THAT’S RIGHT…I just said that there are times in the market where your job is to DO NOTHING.
In my experience, very few traders have developed the self-discipline to do nothing when the market conditions are not conducive to trades with a high probability of success.
Instead, the desire to constantly want action causes them to do something that harms many traders…they over-trade.
So, instead of preserving their capital for the right market conditions to get aggressive, they exhaust their capital and emotional energy on low probability trades that prevent them from being ready when the right market conditions present themselves.
So, let me ask you…have you developed the self-mastery to do ABSOLUTELY NOTHING when the market conditions are not conducive to the system you developed for yourself.
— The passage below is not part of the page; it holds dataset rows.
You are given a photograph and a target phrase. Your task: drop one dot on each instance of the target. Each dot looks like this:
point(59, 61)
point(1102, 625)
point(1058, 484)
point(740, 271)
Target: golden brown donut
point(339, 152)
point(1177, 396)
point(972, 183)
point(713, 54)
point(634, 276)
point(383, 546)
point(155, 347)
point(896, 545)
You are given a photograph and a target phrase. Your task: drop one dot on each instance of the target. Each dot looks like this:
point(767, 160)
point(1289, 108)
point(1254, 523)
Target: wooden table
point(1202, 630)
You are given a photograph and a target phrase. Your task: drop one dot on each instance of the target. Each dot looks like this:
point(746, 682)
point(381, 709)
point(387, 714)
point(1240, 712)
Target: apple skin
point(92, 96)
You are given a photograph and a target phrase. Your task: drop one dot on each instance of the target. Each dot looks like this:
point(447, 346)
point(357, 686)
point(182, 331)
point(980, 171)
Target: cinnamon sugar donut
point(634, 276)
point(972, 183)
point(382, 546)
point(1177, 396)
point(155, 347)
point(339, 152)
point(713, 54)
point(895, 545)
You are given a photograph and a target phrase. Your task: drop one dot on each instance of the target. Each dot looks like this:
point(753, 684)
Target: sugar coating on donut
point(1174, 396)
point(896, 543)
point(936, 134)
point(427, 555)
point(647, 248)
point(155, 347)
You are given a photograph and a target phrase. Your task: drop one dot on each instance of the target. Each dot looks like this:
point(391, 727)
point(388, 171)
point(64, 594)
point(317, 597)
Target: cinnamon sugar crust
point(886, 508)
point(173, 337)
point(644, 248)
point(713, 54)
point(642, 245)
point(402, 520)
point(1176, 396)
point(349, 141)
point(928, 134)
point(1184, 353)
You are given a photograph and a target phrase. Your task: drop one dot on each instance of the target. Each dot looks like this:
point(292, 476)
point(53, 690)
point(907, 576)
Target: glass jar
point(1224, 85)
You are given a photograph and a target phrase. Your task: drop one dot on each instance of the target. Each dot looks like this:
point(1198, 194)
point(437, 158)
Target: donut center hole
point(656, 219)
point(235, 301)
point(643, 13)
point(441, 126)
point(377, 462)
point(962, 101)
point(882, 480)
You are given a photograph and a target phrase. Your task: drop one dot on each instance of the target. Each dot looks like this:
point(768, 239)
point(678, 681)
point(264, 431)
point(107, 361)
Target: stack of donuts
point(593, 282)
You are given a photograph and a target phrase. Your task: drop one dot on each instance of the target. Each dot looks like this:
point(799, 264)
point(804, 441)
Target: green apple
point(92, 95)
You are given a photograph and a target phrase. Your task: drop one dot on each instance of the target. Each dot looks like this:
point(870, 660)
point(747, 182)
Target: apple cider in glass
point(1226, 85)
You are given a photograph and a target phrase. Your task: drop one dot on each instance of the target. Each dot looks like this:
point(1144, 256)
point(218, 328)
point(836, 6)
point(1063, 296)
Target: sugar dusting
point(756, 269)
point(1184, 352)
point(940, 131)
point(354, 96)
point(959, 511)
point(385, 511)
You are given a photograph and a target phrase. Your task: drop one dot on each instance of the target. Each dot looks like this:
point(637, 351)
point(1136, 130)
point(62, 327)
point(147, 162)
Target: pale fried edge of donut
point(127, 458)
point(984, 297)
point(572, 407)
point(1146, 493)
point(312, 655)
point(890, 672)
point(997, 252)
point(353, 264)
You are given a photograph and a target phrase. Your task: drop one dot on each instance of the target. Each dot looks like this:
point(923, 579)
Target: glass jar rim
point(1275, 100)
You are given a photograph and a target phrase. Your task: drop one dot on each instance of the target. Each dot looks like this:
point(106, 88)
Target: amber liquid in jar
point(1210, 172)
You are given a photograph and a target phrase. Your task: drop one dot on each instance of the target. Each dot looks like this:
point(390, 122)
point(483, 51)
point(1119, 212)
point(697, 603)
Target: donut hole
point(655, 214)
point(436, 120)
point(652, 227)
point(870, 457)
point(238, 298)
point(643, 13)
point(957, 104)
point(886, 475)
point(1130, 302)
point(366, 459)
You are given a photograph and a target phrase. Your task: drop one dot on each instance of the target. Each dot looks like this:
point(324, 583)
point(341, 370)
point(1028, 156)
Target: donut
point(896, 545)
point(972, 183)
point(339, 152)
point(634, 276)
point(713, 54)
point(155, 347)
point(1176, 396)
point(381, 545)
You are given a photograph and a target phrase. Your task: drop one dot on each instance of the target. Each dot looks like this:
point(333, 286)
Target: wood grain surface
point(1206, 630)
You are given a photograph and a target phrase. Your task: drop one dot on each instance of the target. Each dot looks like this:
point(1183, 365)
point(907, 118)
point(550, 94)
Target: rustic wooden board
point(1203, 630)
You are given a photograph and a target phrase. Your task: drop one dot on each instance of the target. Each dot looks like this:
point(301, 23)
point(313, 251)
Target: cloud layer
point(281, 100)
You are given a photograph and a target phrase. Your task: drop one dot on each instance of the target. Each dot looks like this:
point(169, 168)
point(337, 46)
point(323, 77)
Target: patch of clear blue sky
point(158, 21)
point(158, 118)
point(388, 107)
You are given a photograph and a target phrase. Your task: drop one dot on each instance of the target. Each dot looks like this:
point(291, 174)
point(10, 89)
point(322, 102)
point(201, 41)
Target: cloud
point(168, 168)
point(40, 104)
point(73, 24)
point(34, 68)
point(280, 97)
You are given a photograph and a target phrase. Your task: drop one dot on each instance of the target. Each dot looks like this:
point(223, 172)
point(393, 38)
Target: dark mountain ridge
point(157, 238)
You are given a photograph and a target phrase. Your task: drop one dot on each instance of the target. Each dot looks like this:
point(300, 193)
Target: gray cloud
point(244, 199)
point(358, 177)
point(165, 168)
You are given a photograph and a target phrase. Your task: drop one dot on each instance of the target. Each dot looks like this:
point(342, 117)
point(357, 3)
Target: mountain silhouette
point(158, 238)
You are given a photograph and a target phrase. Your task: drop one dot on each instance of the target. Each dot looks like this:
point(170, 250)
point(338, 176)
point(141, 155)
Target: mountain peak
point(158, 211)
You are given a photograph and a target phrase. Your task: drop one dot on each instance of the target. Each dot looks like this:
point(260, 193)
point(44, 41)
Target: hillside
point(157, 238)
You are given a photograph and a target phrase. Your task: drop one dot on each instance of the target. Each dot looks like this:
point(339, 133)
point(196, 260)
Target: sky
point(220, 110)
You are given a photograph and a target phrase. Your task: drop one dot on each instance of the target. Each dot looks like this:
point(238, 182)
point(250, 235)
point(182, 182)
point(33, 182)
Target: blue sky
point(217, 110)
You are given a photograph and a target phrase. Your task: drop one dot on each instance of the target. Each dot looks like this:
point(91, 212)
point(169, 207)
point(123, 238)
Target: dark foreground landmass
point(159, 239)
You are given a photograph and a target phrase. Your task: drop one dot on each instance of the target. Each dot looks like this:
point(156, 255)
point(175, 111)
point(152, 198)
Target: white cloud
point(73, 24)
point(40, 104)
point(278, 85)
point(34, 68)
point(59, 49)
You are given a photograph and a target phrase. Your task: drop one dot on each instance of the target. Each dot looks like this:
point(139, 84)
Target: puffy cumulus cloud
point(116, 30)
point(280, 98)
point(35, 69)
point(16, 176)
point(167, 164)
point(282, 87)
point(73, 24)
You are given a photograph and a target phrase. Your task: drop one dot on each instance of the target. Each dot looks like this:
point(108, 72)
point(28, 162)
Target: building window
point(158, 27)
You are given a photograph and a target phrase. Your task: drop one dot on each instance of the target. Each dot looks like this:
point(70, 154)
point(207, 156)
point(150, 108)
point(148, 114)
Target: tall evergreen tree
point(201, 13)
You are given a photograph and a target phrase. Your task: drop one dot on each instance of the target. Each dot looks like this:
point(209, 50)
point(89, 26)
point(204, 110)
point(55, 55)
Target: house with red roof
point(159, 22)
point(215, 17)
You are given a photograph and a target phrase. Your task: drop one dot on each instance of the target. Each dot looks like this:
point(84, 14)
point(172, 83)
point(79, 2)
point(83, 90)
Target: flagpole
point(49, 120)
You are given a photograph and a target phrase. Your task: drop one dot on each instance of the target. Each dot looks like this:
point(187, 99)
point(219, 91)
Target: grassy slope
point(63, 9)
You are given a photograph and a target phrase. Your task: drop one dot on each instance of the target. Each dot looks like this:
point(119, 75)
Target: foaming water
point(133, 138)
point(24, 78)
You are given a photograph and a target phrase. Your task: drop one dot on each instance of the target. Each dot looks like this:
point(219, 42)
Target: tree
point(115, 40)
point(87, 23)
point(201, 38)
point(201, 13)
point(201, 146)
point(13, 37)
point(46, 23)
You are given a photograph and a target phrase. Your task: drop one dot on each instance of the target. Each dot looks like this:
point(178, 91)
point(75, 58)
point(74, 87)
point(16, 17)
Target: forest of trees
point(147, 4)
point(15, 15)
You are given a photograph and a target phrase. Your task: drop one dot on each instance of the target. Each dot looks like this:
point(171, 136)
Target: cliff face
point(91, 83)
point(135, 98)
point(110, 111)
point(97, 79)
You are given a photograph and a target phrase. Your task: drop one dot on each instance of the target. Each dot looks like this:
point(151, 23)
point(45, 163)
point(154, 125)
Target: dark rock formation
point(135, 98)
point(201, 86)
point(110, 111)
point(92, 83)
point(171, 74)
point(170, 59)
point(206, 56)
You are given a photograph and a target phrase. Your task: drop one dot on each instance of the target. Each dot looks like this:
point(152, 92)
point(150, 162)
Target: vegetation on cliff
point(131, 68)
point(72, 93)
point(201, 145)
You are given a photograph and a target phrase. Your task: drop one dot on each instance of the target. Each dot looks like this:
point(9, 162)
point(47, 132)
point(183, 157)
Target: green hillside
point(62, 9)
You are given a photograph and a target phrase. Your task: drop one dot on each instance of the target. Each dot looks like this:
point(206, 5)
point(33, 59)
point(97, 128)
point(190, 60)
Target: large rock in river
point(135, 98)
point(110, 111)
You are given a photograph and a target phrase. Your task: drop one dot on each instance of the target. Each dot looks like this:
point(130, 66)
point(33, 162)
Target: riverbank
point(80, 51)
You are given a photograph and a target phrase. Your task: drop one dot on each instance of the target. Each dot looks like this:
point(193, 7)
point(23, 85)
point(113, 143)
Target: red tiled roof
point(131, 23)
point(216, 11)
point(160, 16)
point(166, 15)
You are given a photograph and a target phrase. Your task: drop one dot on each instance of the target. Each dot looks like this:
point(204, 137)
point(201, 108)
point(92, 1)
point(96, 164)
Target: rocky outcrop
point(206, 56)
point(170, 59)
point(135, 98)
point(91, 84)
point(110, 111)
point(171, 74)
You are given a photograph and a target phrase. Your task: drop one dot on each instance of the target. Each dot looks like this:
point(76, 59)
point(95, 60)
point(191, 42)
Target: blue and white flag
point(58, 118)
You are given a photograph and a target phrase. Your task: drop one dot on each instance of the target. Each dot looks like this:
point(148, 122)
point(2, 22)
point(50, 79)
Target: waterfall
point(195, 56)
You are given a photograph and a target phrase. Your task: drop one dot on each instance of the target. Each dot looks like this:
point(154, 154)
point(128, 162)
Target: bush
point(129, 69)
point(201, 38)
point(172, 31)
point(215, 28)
Even further, do you even have a system for trading or do you simply look to jump into the next momentum stock or follow someone else’s trades?
Because, let me tell you, you will never make BIG money in the stock market until you not only learn the fundamental and technical indictors needed to understand market movements BUT ALSO develop the self-mastery to execute your plan, assuming you have one.
When you understand that success in the market comes from self-mastery and self-discipline then a noted Jesse Livermore takes on an entirely new meaning to you and you will see a dimension of the statement that most others will miss or fail to truly understand.
The quote is the following:
“It never was my thinking that made the big money for me. It always was my sitting. Got that? My sitting tight!”
That quote is used by many to inappropriately justify holding onto a stock that has gone against them.
However, that is NOT what the quote was about.
That quote is about the ability to recognize structural trends in the market and having the self-discipline to sit tight when the trend remains in your favor.
In my experience, this is something I don’t see a lot among retail traders.
In fact, there is another part fo the quote that is not frequently cited that validates my last statement.
The other part of the quote is this:
“Men who can both be right and sit tight are uncommon.”